Dua pekan menjelang peringatan Hari Kemerdekaan, sebelum tenda-tenda Pramuka anak sekolahan berdiri, turnamen sepakbola antarkampung dihelat terlebih dahulu. Lapangan sepakbola kampung riuh bukan main. Dari desa yang jauh, mobil pick up dipakai bertandang. Dari desa terdekat, cukuplah berjalan kaki. Rumah di sekitar lapangan, disulap jadi kios. Kadang pula, ada yang mendirikan bangunan semi-permanen. Pedagang menjual apa saja, asal penonton bisa kenyang.
Sepakbola tujuh belasan ibarat sebuah pesta. Penonton berjejalan di pinggir lapangan, dari tua, muda, ibu, bapak, dan tentu saja para bocah. Berdesakan di bibir garis putih, hingga kerap menghalangi laju hakim garis.
Di situlah saya berdiri, dengan es lilin dari gula merah bertoping kacang hijau di tangan kanan dan mata yang memandang kagum ke arah lapangan. Bola yang bergulir, seperti sihir yang memikat penikmatnya dan membawa pada kegembiraan tiada tara. Mungkin berlebihan, tapi begitulah adanya.
Kekaguman saya pada sepakbola, tidak hanya dipupuk lewat pesta tujuh belasan saja. Kebetulan di awal medio 2000-an, Liga Italia Serie A adalah primadona. Industri media dan siaran sepakbola, jadi perantara informasi antara pelosok kampung dan dunia luar.
Ekonomi Indonesia yang mulai membaik, bikin daya beli masyarakat terkatrol. Sebelumnya, menonton televisi hanya bisa dilakukan secara bersama-sama di rumah Kepala Desa atau mereka yang berpunya. Bapak saya sendiri memutuskan untuk membeli televisi bekas berikut antenanya guna menunaikan ‘ibadah’ nonton Serie A.
Akan tetapi, pertandingan-pertandingan yang tayang terlampau larut, bukan tontonan yang pas buat anak sekolahan seperti saya. Berita pagi pun jadi pilihan paling memungkinkan buat mengetahui hasil-hasil laga.
Celoteh pewarta sepakbola di televisi, bikin saya tahu banyak nama pemain dan klub mentereng Serie A. Tetapi, di pengujung musim 2000/2001, orang-orang di kampung lebih banyak membicarakan AS Roma yang saat itu keluar sebagai jawara.

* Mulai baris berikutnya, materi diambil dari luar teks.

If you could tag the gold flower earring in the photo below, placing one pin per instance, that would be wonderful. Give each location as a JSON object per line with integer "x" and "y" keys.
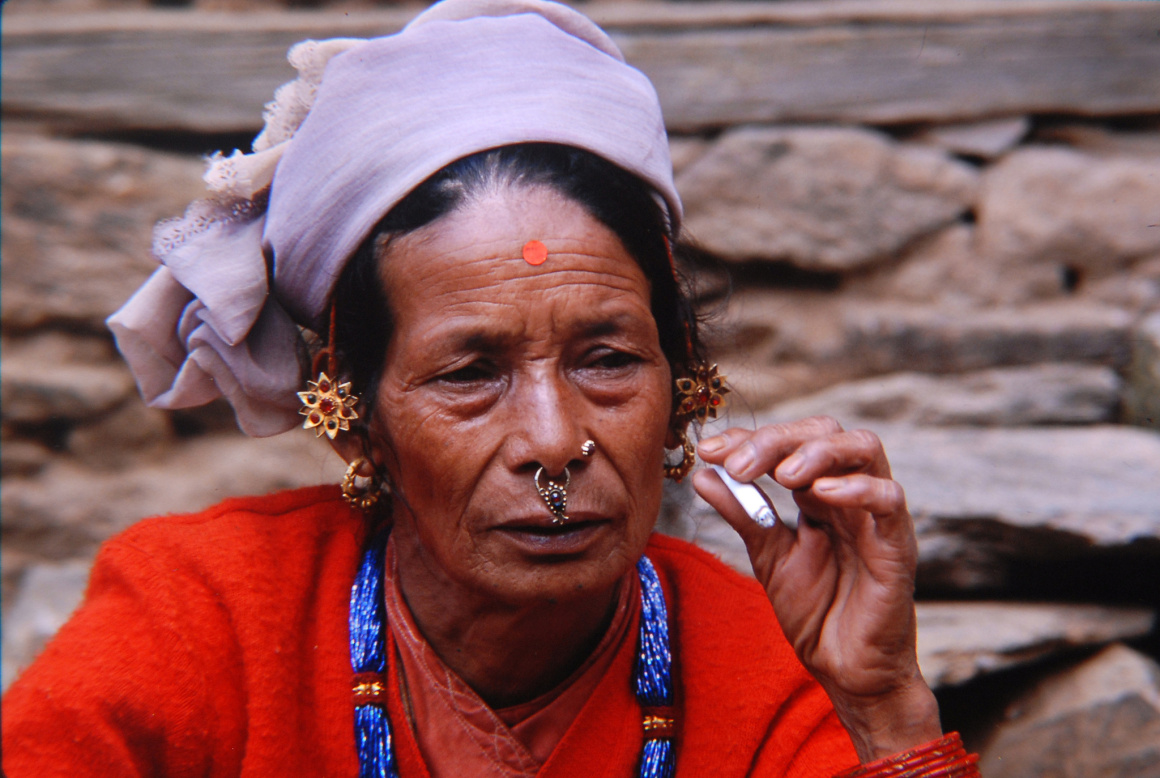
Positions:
{"x": 700, "y": 397}
{"x": 327, "y": 404}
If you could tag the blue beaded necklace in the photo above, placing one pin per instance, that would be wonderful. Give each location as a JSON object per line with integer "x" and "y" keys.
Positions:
{"x": 652, "y": 678}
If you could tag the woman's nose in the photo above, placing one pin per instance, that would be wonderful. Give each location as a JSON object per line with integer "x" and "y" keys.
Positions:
{"x": 546, "y": 415}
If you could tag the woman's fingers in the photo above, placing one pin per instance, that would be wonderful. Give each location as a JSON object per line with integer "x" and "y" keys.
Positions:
{"x": 749, "y": 453}
{"x": 855, "y": 451}
{"x": 839, "y": 501}
{"x": 797, "y": 453}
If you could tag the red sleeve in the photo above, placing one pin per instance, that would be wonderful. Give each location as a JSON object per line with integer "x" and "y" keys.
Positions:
{"x": 122, "y": 690}
{"x": 748, "y": 706}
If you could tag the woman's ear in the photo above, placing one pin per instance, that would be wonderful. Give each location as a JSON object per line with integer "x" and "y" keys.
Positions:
{"x": 354, "y": 444}
{"x": 349, "y": 445}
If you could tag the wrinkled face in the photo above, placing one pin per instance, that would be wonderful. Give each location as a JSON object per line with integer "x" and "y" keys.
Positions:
{"x": 498, "y": 368}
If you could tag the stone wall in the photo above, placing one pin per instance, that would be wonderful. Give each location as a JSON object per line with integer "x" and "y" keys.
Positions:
{"x": 937, "y": 220}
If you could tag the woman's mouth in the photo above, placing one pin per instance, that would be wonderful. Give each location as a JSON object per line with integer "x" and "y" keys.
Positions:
{"x": 571, "y": 537}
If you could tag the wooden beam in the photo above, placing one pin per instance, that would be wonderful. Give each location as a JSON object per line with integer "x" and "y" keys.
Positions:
{"x": 876, "y": 62}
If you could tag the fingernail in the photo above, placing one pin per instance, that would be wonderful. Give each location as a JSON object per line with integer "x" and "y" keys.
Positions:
{"x": 792, "y": 465}
{"x": 739, "y": 462}
{"x": 829, "y": 485}
{"x": 711, "y": 444}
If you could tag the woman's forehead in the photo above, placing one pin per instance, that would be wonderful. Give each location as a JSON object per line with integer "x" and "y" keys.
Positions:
{"x": 530, "y": 240}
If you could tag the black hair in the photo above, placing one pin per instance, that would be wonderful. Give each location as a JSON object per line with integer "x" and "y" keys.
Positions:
{"x": 613, "y": 196}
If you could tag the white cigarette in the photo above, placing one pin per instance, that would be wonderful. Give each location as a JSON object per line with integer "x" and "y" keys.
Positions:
{"x": 751, "y": 499}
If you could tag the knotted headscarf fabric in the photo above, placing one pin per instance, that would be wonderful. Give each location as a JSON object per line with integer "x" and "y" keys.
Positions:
{"x": 364, "y": 123}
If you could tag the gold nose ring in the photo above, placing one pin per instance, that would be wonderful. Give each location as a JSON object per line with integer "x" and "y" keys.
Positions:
{"x": 555, "y": 495}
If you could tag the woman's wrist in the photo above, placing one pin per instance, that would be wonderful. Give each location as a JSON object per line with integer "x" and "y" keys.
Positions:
{"x": 939, "y": 758}
{"x": 884, "y": 725}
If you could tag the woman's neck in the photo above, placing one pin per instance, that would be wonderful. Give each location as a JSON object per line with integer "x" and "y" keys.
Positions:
{"x": 508, "y": 654}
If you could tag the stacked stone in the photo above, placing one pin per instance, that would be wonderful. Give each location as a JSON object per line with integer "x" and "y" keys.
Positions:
{"x": 959, "y": 249}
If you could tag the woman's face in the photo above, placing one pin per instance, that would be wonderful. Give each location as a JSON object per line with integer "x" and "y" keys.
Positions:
{"x": 498, "y": 368}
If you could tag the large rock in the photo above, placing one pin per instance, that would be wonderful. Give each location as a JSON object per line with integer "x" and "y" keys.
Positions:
{"x": 1142, "y": 401}
{"x": 78, "y": 220}
{"x": 48, "y": 595}
{"x": 1089, "y": 213}
{"x": 52, "y": 377}
{"x": 823, "y": 198}
{"x": 1067, "y": 507}
{"x": 1008, "y": 397}
{"x": 67, "y": 508}
{"x": 984, "y": 139}
{"x": 959, "y": 641}
{"x": 948, "y": 269}
{"x": 783, "y": 343}
{"x": 995, "y": 507}
{"x": 1100, "y": 718}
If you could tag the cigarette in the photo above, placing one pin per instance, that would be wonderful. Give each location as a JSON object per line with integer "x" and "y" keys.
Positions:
{"x": 751, "y": 499}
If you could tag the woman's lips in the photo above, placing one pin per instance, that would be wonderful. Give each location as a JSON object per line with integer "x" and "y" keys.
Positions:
{"x": 543, "y": 537}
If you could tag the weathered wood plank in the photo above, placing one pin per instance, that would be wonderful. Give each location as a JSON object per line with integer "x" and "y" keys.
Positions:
{"x": 875, "y": 62}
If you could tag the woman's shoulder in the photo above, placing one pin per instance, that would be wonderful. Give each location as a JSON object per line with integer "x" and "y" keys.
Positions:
{"x": 275, "y": 522}
{"x": 241, "y": 546}
{"x": 695, "y": 572}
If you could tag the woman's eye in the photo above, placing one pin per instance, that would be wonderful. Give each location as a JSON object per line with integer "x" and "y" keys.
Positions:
{"x": 614, "y": 360}
{"x": 470, "y": 373}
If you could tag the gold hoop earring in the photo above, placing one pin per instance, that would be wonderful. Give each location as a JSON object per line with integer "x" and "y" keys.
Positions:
{"x": 689, "y": 457}
{"x": 363, "y": 497}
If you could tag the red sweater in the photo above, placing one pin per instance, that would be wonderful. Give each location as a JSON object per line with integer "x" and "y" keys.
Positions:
{"x": 217, "y": 645}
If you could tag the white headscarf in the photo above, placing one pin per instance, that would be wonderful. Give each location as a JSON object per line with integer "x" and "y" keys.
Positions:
{"x": 364, "y": 123}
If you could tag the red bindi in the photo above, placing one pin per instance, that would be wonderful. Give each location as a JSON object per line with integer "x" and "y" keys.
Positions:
{"x": 535, "y": 252}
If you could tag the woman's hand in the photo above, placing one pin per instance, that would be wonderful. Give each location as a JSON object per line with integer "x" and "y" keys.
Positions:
{"x": 842, "y": 583}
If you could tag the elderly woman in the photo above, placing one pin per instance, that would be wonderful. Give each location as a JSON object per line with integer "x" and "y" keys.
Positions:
{"x": 451, "y": 253}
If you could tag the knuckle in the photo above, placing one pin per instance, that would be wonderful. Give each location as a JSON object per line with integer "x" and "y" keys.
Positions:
{"x": 823, "y": 424}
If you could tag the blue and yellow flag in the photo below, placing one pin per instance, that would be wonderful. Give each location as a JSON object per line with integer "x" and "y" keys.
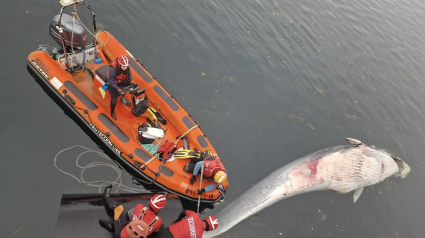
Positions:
{"x": 103, "y": 89}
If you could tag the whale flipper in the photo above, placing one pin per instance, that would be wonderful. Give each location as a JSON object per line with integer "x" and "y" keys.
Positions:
{"x": 357, "y": 194}
{"x": 353, "y": 141}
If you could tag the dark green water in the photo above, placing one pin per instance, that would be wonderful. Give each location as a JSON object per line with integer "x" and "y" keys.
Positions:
{"x": 269, "y": 82}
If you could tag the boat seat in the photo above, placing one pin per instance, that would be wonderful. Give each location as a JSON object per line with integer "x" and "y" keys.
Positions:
{"x": 102, "y": 72}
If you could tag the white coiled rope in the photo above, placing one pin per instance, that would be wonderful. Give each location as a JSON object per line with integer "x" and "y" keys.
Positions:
{"x": 117, "y": 183}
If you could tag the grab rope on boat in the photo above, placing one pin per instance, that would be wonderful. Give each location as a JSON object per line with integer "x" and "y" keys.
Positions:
{"x": 98, "y": 183}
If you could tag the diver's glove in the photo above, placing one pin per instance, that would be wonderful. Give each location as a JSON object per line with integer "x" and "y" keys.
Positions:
{"x": 193, "y": 179}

Alhasil, saya mulai mencari dan membaca profil para gladiator Roma seperti Gabriel Batistuta, Hidetoshi Nakata, Vincenzo Montella, Damiano Tommasi, Francesco Totti serta nama lain yang susah saya sebut dengan dialek bahasa daerah. Dari sini pula, saya perlahan menggemari I Giallorossi sampai akhirnya lebih taat mendukung Chelsea.
Saking gemarnya masyarakat pada sepakbola Italia, ia berhasil menciptakan pasarnya sendiri. Tidak sulit menemukan jersi tiruan klub-klub Serie A dijajakan di loakan pedagang kaos di pasar kampung.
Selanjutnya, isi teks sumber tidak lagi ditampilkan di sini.